So last week I found myself in a deep dark hole. Completely overwhelmed to the point where just getting through daily tasks of living was a tough ask. I couldn’t believe I was here – again. I’ve done so much over the last few years to avoid falling into this familiar hole. But nonetheless, I fell. Exhausted, emotionally strung out and unavailable to my family. And it got me thinking about my definition of success. Or rather, how I want to ‘redefine’ success.
By all accounts I shouldn’t have been in this position. Giving up my paid job has reduced my overwhelm and anxiety drastically… but clearly there’s still room for improvement! And redefining what success is will play a big part in avoiding future trips down this hole. To understand what I mean i’ll tell you a little bit about the events that led to me falling down said hole…
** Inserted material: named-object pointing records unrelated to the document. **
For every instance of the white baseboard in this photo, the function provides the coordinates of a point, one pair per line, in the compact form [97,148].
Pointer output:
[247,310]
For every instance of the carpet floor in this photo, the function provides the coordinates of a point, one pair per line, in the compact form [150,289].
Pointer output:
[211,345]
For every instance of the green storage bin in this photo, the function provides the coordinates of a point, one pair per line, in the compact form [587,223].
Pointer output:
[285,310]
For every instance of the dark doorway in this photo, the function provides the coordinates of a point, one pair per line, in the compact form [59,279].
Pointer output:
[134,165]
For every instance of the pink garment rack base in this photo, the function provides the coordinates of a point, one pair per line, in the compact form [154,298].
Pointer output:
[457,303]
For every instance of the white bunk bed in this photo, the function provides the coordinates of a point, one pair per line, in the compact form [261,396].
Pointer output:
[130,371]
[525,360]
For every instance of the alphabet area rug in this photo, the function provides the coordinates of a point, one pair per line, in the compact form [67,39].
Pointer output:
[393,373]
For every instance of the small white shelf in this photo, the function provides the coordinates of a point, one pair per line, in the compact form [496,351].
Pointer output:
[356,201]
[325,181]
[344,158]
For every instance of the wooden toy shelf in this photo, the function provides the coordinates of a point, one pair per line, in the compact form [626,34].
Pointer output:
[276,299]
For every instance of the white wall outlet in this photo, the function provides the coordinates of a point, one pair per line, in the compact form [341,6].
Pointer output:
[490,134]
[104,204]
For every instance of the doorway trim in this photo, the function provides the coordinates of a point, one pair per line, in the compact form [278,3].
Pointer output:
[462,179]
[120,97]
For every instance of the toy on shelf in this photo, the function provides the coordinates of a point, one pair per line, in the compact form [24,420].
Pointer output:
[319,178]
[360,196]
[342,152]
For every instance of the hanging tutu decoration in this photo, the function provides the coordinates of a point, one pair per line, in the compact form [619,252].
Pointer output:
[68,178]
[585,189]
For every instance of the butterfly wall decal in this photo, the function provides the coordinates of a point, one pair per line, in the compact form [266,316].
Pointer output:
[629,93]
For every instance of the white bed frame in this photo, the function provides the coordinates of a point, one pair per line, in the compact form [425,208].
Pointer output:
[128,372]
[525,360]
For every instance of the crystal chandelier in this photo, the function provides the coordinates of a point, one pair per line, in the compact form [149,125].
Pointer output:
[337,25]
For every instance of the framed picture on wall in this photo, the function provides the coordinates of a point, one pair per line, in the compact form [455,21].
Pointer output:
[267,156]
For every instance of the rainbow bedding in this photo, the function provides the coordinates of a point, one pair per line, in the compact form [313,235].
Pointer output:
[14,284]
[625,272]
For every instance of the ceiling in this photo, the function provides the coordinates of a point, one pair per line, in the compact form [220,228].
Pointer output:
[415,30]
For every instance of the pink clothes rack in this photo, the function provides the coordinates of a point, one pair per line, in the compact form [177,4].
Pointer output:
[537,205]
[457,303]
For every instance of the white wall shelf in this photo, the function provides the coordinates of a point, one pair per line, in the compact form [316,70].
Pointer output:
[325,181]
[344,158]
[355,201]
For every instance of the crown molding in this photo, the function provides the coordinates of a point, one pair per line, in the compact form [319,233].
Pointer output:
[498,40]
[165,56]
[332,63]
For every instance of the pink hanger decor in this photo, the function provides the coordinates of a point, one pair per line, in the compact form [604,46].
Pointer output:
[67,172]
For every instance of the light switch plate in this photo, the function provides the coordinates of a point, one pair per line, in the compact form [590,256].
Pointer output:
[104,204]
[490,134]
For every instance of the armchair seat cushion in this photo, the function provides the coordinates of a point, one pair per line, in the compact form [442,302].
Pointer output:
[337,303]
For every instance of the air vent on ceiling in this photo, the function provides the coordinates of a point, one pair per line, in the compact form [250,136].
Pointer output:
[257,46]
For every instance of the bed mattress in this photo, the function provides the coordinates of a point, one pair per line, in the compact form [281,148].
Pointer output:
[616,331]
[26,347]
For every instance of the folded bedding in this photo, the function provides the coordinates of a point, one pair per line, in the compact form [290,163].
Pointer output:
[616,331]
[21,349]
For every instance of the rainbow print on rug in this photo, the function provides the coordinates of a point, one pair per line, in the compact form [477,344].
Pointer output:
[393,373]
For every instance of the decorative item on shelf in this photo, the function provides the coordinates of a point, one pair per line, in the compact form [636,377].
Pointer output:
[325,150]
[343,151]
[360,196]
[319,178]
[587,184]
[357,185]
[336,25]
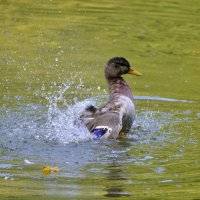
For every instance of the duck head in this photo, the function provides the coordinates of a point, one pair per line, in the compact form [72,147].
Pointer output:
[118,66]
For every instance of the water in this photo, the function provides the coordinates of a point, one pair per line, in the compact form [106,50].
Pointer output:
[52,56]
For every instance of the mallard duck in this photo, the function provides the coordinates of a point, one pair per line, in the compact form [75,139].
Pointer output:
[118,114]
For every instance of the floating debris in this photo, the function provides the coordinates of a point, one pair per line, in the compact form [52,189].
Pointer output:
[48,170]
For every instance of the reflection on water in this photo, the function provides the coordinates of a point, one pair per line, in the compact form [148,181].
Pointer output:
[51,66]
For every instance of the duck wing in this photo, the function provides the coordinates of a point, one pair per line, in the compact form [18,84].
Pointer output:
[105,122]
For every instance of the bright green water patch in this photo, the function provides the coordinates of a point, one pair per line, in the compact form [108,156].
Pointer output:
[52,56]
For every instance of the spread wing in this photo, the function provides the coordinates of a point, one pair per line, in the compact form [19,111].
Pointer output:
[105,117]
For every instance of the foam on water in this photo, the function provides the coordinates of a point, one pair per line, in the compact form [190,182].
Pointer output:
[58,122]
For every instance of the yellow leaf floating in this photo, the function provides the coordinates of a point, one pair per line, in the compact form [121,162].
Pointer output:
[47,170]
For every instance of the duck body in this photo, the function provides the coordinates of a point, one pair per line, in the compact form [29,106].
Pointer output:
[118,114]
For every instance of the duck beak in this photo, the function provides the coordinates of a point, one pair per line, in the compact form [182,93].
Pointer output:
[134,72]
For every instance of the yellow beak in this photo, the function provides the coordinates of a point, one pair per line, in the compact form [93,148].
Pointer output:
[134,72]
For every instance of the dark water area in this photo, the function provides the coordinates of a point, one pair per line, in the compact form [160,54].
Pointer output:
[52,57]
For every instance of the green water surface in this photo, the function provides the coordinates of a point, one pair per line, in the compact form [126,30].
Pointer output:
[46,44]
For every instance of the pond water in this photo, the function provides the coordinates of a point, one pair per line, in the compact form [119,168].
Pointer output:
[52,58]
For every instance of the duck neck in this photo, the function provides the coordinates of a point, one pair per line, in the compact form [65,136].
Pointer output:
[118,87]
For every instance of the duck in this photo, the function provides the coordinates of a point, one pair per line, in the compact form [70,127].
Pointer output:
[116,117]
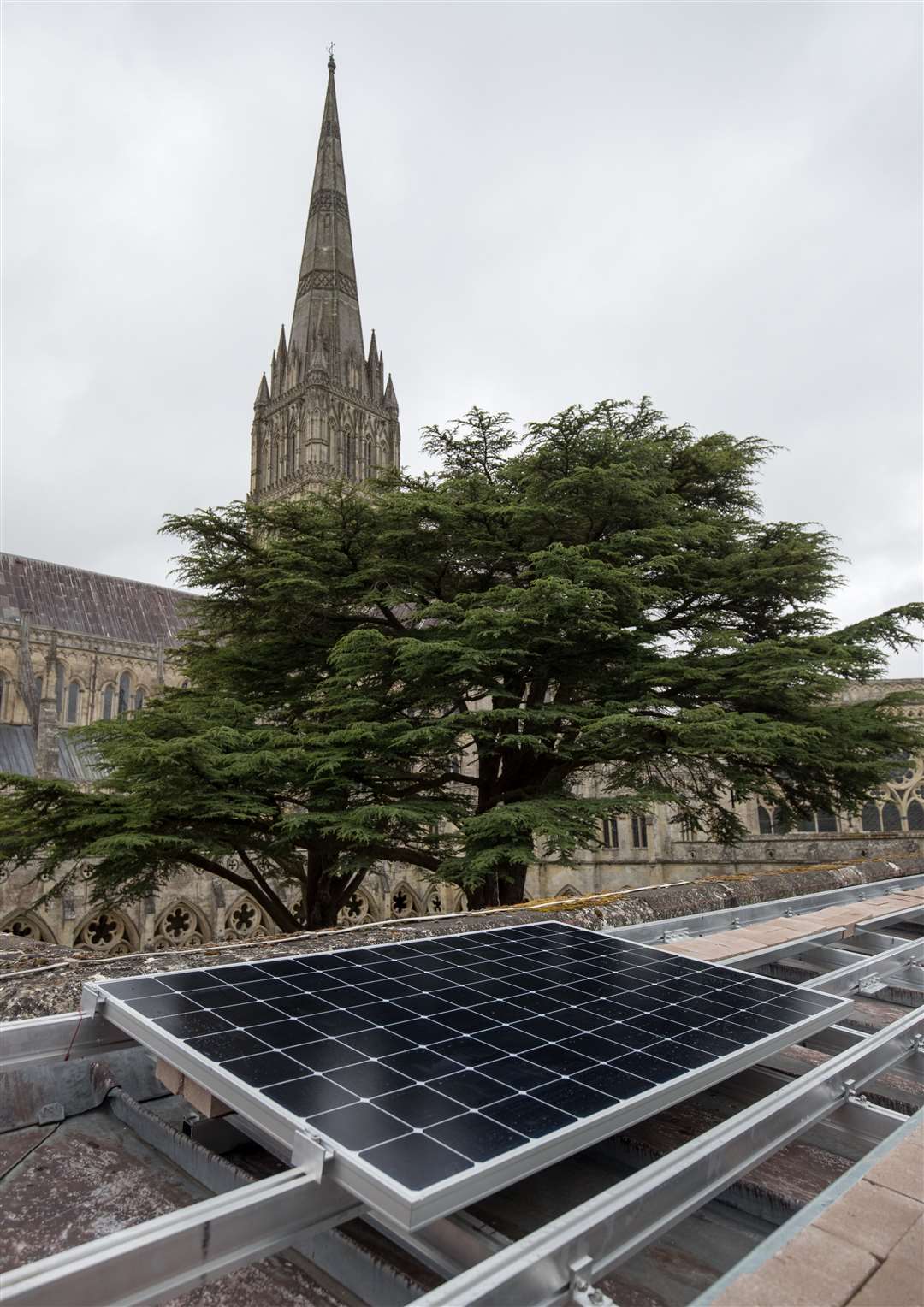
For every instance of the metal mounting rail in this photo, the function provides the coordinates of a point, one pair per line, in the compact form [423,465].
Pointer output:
[881,965]
[730,918]
[158,1259]
[611,1227]
[41,1039]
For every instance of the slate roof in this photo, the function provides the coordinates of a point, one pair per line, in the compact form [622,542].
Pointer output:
[69,599]
[17,754]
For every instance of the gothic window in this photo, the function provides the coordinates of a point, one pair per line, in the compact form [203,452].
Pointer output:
[74,702]
[891,819]
[106,931]
[869,817]
[820,821]
[180,926]
[639,833]
[688,831]
[403,902]
[772,821]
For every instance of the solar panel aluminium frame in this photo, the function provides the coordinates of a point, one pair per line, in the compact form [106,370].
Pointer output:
[413,1209]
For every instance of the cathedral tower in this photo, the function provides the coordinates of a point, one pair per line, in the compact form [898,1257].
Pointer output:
[327,411]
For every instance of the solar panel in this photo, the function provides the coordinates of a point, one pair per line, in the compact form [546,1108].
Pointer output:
[441,1069]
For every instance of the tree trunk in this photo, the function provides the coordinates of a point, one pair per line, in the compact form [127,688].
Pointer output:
[506,889]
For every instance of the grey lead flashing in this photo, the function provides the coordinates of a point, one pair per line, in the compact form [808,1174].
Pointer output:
[730,918]
[810,1212]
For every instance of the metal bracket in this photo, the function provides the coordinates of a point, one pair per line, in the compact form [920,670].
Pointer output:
[92,1000]
[581,1290]
[310,1153]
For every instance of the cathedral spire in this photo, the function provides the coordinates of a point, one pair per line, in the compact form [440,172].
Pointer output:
[327,412]
[326,299]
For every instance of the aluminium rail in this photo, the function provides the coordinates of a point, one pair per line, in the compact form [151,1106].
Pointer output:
[158,1259]
[542,1269]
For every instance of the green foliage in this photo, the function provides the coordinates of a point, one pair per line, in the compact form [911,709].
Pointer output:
[597,596]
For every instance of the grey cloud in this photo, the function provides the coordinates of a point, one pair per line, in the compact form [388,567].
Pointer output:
[718,205]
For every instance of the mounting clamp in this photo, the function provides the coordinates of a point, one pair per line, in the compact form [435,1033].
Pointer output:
[92,1000]
[581,1290]
[310,1153]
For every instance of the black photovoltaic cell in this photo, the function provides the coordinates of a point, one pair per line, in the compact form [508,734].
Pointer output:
[429,1057]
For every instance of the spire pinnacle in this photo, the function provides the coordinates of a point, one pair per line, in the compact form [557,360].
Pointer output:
[326,299]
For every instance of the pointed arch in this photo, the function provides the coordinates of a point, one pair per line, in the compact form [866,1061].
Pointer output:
[403,902]
[72,708]
[891,817]
[357,908]
[181,926]
[247,920]
[61,680]
[27,926]
[108,932]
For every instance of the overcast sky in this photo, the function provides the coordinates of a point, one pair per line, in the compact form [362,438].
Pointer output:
[714,204]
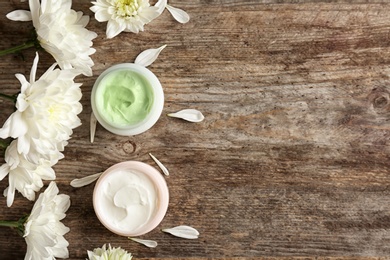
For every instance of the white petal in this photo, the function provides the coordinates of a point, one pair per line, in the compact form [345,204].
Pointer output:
[162,167]
[191,115]
[34,68]
[19,15]
[114,28]
[147,57]
[147,243]
[77,183]
[92,125]
[161,4]
[10,193]
[180,15]
[183,232]
[4,170]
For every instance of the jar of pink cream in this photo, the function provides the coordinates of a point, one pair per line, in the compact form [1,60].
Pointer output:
[131,198]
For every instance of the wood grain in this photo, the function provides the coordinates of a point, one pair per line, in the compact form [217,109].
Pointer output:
[293,157]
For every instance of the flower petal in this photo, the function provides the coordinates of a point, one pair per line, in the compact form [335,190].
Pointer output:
[114,28]
[162,167]
[10,193]
[19,15]
[183,232]
[180,15]
[77,183]
[4,170]
[161,4]
[147,243]
[92,127]
[33,71]
[147,57]
[191,115]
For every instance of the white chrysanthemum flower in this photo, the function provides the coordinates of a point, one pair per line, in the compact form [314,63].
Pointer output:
[23,175]
[46,111]
[61,32]
[110,253]
[44,232]
[124,15]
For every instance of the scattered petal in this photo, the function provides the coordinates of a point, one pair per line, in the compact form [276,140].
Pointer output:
[19,15]
[147,243]
[162,167]
[147,57]
[180,15]
[77,183]
[191,115]
[92,125]
[183,232]
[161,4]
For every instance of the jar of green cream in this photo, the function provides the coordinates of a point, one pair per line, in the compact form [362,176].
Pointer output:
[127,99]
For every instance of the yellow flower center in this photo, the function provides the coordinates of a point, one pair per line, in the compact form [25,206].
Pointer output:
[126,8]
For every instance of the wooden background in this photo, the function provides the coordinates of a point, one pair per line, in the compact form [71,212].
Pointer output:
[293,157]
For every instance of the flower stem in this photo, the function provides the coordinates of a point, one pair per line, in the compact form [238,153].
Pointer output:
[18,48]
[12,98]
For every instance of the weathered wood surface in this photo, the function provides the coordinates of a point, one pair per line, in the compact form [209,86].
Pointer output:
[293,157]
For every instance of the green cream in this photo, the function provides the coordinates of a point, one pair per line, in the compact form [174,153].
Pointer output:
[124,98]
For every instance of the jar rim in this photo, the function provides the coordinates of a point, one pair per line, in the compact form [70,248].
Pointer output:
[162,193]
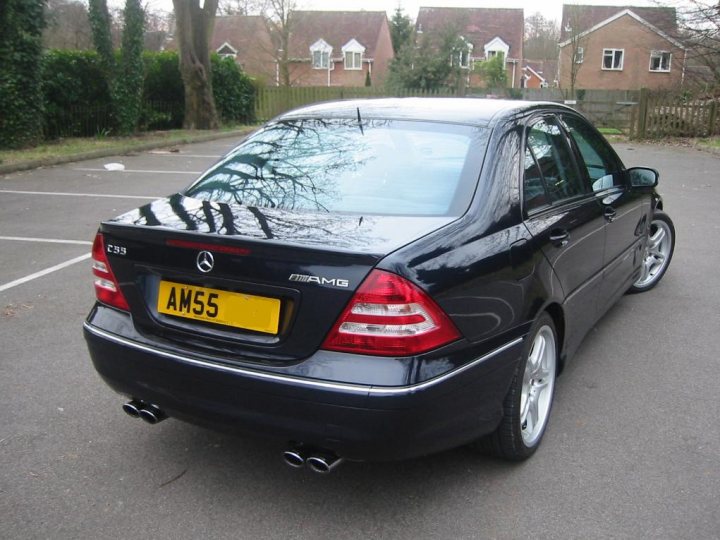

Last weekend I helped plan and run two reasonable sized events… that unfortunately coincided in the same weekend. In addition to this, it happened to be that time of the month when my hormones decide to slap my around for a bit. And then, to top things off, our youngest came down with a nasty case of croup, causing a sleepless night for the house in between the two events. Needless to say, come Monday I was a blithering mess, just shy of rocking in a corner.
Some of these things were simply out of my control. But yep, I’ve learned (or relearned) some lessons.
Plan more mindfully, say no more often!
And while both events were by anyone else’s definition ‘successful’, I sat in my dark hole, knowing that I’d failed, and that this was NOT success for me.
How could I call it successful when I was completely spent? When I had nothing left? How could I call it successful when I had nothing left for my young busy family. My two girls are busy learning and growing. I find this incredibly draining and magical all at once. Just this, being their mum doesn’t leave me much at the end of every day. It’s just the way my introverted soul is built. They need me and I had nothing left to give them.
I spent three days down that hole. It was horrid but when I finally clawed my way up and out, I brought some things with me;
A redefinition of success. I want my success to look like being connected with my family. I want success to be having time and energy to play with them. Success is caring about myself enough so I can care for my family. Success for me will often mean saying ‘no’ to many other things.
Determination to continue on the journey to live more mindfully and to slow down. This trip down into overwhelm could have been a catalyst for giving up the journey. But I’m choosing to press on. Overcome vs. overwhelm!
A deeper understanding of myself and the needs I have as a highly sensitive introverted person. I HAVE to say no more often. It’s crucial to my mental health. And I have to say YES more often, to the things that are important to me.
Peace. It’s taken almost a week of reflection but I’m finally at peace with my recent trip down the hole of overwhelm. Sure it was painful, and for awhile I berated myself for taking the trip yet again. But I’m not perfect, and in order to continue to grow I have to be kind to myself and know that there’s always a tomorrow.
So, what’s next for the girl who is on lesson #223 in ‘how not to get overwhelmed’? Get back up on the horse and try again.
In between trying to tame our wild gardens this week i’ll be focusing on writing and hanging with the fam’. And that’s it. No coffee dates, no big ‘to do’ lists. This week I only have time to replenish and refill my cup.
I’d love to know… what overwhelms you? And how do you replenish and refill your cup?